Additionally, if the candidate gets totally mired you don't have any way to give them a nudge, because you don't know what to do either.
Unless this is just a test of pair programming -- and without expecting to reach resolution of the bug -- it doesn't really sound useful to me.
Then many bugs that appear simple might be a lot more involved. I have looked for easy bugs in my favorite open source projects, there are not many. All low hanging fruits get taken care of immediately in popular projects.
Then there are many semi-abandoned projects, so even if candidate fix the bug, it may not go anywhere.
And if you do find actively developed project, how long before maintainers accept the bug. Are you going to wait and see how candidate answers maintainer's questions and get their changes merged in?
Are you going to pay candidate for the work? Otherwise, if this becomes common, companies may take advantage of candidates to have them fix bugs in softwares they use.

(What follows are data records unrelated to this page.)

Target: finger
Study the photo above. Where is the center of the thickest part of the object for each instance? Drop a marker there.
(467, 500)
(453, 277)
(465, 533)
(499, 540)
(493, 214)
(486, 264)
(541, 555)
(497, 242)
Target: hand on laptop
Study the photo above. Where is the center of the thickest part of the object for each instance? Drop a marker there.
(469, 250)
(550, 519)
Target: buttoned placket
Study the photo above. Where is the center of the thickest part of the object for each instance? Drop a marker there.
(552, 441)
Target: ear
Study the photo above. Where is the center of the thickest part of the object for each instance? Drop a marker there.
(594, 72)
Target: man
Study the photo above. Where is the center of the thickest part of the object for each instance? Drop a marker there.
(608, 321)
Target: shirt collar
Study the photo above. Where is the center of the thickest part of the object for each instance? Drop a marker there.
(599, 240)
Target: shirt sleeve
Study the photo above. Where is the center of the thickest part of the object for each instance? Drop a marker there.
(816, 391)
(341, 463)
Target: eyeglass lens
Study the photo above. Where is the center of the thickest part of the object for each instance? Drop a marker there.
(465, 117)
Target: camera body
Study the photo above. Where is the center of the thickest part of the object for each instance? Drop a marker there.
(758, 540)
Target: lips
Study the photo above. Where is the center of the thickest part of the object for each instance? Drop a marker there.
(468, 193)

2) Given the above, people have day jobs, families and lives - and a limited amount of time for the unpaid games you invent for them.
3) As someone else mentioned, many company make OS work against policy - even on your own time. Might not get caught, also might not be worth it.
I felt like it was a pretty good real-world test.
A bug in any piece of non trial software could involve a ton of investigation / research as the candidate doesn't know that code base...
You could accidentally give one candidate an absolute nightmare of a bug, another fixing a fairly lame typo.